The Conservatives promise to maintain tax reliefs for the creative industries and possibly extend them. They also support free access to museums and galleries and support plans for a great exhibition in the north and a new concert hall in London. The Tories also aim to improve free Wi-Fi and e-book access. I know what you’re thinking “yeah but what does it mean?” Well, whilst the Tories have pledged 78 million to The Factory in Manchester, they have no plans to restore 1.658m in cuts for the Arts in England as a whole. The original cuts were an attempt at reducing the deficit but actually only accounted for less than a quarter of a percent of the deficit. This made a huge impact on the industry but had very little effect on the deficit.

The Tories have also promised 3 million more apprenticeships by 2020, so hopefully that will transfer into a stronger apprenticeship programme within the creative industries. Although there is no commitment to increasing the apprenticeship wage and with plans to stop housing benefit for 18- 21 year olds improving your prospects with an apprenticeship may have to be sacrificed for you know – paying your rent! Let’s face it £2.78 an hour really won’t get you very far.

Labour

With Labour focusing on Arts and Culture in education Ed Milliband’s party has promised that schools can only gain an Outstanding in Ofsted inspections if their Arts and Culture provision is outstanding. Labour has also promised government backed apprenticeships for art institutions instead of unpaid internships. Museums and galleries will remain free to enter.

However, like the Conservatives, Labour has not promised to reverse Arts funding cuts that the Tories have made and also haven’t created a provision for schools to achieve or develop this outstanding cultural learning. When giving a speech at Battersea Arts centre Mr Milliband did admit that Arts and Culture were soft targets for local authorities to take funding from, something he also didn’t pledge to protect. With a promise to raise the minimum wage to £8 and guaranteed jobs for under 25s who have been unemployed for over a year, this is a welcoming change for young low paid workers. Whilst Labour has been more vocal about their polices in a bid to woo the Arts sector, one is left wondering if Labours promises are achievable without the financial support to implement them.

Liberal Democrats

The Lib Dems has made their Arts’ policy a part of building a sustainable economy. Again with a promise of more apprenticeships and free entry to museums and galleries, both of which would also get more autonomy. There is a strong commitment to support small businesses and cultural tourism. The Lib Dems also want to promote social based “prescribing” of Arts in healthcare. The Lib Dems’ promises sound good but there has been no ball park figure of investment into the creative industries to achieve these goals and with a healthcare system stretched at financial breaking point, the Arts in healthcare has to be robustly cost effective.

UKIP 

Arts and Culture have not been the highest on UKIPs agenda. One specific policy is to scrap the Department for Culture, Media and Sport and to include their responsibilities into other departments. Whist they have a section devoted to heritage, UKIP focus more on education for British history in school than protection of cultural venues. They would support Arts projects for the regeneration of seaside towns. Whilst they are offering no tuition fees for university courses, these courses appear to be all STEM subjects. The message is UKIP has little or no regards for the Arts and their value in society. They, like the Tories will also raise the personal tax allowance.
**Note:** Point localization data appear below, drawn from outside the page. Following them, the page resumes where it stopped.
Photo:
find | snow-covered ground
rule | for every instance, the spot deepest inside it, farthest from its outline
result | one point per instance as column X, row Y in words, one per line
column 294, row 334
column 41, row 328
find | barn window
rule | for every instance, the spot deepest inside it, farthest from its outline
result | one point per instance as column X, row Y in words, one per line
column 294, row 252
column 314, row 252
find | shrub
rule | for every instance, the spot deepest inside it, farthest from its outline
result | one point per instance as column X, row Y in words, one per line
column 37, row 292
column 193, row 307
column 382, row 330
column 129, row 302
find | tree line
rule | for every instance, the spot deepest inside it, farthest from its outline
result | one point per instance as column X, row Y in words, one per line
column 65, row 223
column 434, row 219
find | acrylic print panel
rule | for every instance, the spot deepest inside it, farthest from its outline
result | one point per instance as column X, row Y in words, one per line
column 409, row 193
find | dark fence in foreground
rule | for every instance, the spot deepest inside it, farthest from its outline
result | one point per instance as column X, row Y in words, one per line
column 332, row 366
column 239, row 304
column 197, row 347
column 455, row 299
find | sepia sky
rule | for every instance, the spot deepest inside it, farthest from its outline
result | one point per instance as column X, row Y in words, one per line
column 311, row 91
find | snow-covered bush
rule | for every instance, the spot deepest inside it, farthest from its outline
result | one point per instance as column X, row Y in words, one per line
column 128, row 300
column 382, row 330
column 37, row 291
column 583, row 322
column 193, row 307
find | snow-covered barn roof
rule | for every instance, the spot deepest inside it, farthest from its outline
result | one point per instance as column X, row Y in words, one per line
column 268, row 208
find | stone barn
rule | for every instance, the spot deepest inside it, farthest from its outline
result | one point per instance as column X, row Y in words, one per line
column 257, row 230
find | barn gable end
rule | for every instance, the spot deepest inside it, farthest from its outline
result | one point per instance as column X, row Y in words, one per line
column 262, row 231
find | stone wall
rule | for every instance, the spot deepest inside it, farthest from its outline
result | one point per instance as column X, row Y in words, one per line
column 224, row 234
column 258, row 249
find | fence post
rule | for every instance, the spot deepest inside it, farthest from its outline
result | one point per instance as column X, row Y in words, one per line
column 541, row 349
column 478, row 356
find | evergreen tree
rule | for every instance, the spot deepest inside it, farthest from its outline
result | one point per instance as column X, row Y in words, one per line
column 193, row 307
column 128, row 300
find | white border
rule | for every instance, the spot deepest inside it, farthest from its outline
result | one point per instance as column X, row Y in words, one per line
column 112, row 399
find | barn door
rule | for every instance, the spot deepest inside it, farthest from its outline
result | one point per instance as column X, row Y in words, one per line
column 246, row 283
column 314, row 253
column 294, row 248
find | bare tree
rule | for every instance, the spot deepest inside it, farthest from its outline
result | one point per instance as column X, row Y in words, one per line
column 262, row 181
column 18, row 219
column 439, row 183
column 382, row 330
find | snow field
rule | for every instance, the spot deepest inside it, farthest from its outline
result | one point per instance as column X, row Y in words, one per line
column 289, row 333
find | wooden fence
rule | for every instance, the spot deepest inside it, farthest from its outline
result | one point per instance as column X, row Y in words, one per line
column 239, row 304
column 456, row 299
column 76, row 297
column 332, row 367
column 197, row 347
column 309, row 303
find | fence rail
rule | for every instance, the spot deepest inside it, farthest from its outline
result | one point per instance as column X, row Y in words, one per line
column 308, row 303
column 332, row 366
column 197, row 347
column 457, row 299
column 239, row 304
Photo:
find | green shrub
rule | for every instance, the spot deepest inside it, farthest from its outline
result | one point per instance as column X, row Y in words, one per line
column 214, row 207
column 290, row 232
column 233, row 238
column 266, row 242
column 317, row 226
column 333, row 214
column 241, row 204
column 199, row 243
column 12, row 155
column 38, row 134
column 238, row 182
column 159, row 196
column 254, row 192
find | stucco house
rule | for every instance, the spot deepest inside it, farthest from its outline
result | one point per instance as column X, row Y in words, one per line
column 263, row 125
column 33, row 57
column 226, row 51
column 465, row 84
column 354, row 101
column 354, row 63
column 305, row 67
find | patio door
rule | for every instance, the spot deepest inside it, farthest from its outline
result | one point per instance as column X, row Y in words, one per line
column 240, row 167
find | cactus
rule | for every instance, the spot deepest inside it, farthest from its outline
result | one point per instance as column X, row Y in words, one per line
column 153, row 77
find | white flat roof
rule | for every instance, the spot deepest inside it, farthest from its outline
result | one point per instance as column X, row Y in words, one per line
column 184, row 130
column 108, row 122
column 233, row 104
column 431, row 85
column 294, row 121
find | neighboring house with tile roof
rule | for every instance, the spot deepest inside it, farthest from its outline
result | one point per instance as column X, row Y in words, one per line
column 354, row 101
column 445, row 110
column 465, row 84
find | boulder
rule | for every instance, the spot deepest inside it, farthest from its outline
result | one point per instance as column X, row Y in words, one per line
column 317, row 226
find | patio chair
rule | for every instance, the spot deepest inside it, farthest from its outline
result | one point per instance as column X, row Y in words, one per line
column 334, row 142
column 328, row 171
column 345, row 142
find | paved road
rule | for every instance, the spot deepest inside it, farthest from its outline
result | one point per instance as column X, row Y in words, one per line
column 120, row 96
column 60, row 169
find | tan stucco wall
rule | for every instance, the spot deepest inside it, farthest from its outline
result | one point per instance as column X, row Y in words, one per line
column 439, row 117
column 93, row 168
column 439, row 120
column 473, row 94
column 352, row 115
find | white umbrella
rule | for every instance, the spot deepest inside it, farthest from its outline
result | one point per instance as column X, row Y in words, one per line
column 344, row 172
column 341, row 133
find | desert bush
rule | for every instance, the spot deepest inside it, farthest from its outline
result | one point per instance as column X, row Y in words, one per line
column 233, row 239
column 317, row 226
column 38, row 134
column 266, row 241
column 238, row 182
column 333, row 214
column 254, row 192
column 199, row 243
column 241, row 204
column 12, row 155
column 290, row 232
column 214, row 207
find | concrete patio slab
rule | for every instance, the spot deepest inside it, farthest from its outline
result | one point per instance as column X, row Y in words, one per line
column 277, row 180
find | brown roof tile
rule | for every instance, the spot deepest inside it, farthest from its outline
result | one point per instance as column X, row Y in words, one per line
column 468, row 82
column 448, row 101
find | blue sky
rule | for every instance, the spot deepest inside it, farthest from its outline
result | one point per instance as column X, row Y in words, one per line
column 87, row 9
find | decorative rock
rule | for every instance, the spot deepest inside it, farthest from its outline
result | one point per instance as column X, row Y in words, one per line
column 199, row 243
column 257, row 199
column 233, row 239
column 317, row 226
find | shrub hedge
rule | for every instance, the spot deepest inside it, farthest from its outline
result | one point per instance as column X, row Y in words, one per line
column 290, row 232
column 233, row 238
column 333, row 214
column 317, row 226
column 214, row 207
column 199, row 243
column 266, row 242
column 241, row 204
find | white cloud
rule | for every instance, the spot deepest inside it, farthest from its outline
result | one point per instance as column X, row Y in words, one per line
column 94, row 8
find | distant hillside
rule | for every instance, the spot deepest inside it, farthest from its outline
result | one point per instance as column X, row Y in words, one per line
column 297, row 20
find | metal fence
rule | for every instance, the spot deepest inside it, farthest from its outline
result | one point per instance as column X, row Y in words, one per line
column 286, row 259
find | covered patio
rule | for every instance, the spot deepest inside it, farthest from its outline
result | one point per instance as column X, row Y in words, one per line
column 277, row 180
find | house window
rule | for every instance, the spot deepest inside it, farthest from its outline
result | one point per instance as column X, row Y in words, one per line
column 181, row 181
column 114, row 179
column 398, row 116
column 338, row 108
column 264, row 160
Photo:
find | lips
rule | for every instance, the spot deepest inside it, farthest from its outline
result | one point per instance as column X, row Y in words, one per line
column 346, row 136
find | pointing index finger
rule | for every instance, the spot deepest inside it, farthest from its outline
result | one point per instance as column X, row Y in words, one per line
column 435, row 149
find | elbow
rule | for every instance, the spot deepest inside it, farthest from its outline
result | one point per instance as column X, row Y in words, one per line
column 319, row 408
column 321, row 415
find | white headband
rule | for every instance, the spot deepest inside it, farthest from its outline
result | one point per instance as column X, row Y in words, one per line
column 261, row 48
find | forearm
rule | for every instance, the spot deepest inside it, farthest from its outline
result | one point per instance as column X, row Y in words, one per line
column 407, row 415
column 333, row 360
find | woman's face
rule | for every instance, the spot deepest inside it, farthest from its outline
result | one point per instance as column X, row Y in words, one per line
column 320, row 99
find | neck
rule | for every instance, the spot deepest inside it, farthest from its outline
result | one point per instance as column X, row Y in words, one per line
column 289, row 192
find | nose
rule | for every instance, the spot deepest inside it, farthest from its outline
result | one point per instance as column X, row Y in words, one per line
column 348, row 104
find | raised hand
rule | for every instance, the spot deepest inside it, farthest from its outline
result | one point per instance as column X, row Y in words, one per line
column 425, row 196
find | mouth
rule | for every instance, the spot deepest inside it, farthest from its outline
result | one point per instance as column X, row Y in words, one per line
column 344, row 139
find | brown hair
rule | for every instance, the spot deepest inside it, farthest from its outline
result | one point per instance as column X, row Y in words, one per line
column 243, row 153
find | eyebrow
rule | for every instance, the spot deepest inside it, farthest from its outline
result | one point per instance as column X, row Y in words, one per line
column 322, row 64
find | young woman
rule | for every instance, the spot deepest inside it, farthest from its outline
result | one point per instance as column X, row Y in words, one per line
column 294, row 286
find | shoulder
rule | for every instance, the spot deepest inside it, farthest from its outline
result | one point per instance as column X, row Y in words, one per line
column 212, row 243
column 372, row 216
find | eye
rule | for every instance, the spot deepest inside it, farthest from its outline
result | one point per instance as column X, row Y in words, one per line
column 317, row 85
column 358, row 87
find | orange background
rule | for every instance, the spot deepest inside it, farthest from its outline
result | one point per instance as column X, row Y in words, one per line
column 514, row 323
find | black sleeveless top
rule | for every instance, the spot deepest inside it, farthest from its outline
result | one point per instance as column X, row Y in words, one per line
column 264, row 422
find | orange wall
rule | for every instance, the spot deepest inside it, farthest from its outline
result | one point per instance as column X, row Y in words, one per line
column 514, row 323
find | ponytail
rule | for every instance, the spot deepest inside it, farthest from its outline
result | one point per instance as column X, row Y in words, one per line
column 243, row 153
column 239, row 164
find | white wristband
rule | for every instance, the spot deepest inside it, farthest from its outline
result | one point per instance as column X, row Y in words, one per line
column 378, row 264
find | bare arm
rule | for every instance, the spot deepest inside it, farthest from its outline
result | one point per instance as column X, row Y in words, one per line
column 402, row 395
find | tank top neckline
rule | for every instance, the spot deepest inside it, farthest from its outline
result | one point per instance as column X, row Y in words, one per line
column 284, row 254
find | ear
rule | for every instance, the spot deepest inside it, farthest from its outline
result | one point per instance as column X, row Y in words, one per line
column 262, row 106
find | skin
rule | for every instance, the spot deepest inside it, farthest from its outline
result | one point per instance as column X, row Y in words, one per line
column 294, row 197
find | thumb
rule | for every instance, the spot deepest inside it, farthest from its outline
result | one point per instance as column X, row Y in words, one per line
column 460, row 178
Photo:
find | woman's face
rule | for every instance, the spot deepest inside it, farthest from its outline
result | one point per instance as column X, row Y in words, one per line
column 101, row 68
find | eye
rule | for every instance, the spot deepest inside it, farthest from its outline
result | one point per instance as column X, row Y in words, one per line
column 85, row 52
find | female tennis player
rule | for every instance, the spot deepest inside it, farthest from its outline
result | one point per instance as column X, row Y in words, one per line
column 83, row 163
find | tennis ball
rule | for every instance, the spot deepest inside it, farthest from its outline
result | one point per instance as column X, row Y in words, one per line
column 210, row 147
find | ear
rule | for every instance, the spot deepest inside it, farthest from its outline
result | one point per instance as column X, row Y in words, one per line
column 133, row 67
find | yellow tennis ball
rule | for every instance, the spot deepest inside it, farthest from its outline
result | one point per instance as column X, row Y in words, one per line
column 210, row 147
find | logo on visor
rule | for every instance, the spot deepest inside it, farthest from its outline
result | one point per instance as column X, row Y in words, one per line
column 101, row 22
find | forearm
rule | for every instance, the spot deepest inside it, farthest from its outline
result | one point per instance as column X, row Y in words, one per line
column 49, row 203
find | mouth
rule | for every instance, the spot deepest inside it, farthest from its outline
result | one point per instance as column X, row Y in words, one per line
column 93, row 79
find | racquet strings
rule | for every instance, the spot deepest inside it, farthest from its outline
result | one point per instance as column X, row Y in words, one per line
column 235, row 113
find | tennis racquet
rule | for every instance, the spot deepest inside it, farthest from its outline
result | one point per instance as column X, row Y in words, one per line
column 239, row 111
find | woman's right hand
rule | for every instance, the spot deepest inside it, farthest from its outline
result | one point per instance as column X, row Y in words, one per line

The Arts is about asking questions: questions of ourselves, our society and of the world around us.

So there it is, the potential future of the Arts. Whilst I am still undecided in my vote, I’m sure of one thing, Arts and Culture are integral to our society and economy. With falling provision and uptake for the Arts in schools, local authority cuts to support projects at grassroots levels and no real ball park figures of funding to support these policies, developing the next generation of creative producers is going to be a challenging endeavour. The need for a mixed approach between Entry Level job creation and education is a hard balance to strike. The Arts is about asking questions: questions of ourselves, our society and of the world around us. I hope the next five years preserve and protect this great industry in order for us to keep asking questions.


Bethany Houldsworth

Bethany is a Creative Apprentice at Lancashire County Council. Her Bethanyinterests include literature, theatre and film. In her spare time she is often volunteering with young people or trying to improve her writing skills. She loves all things current affairs and is a passionate supporter of the Creative Apprenticeship  programme.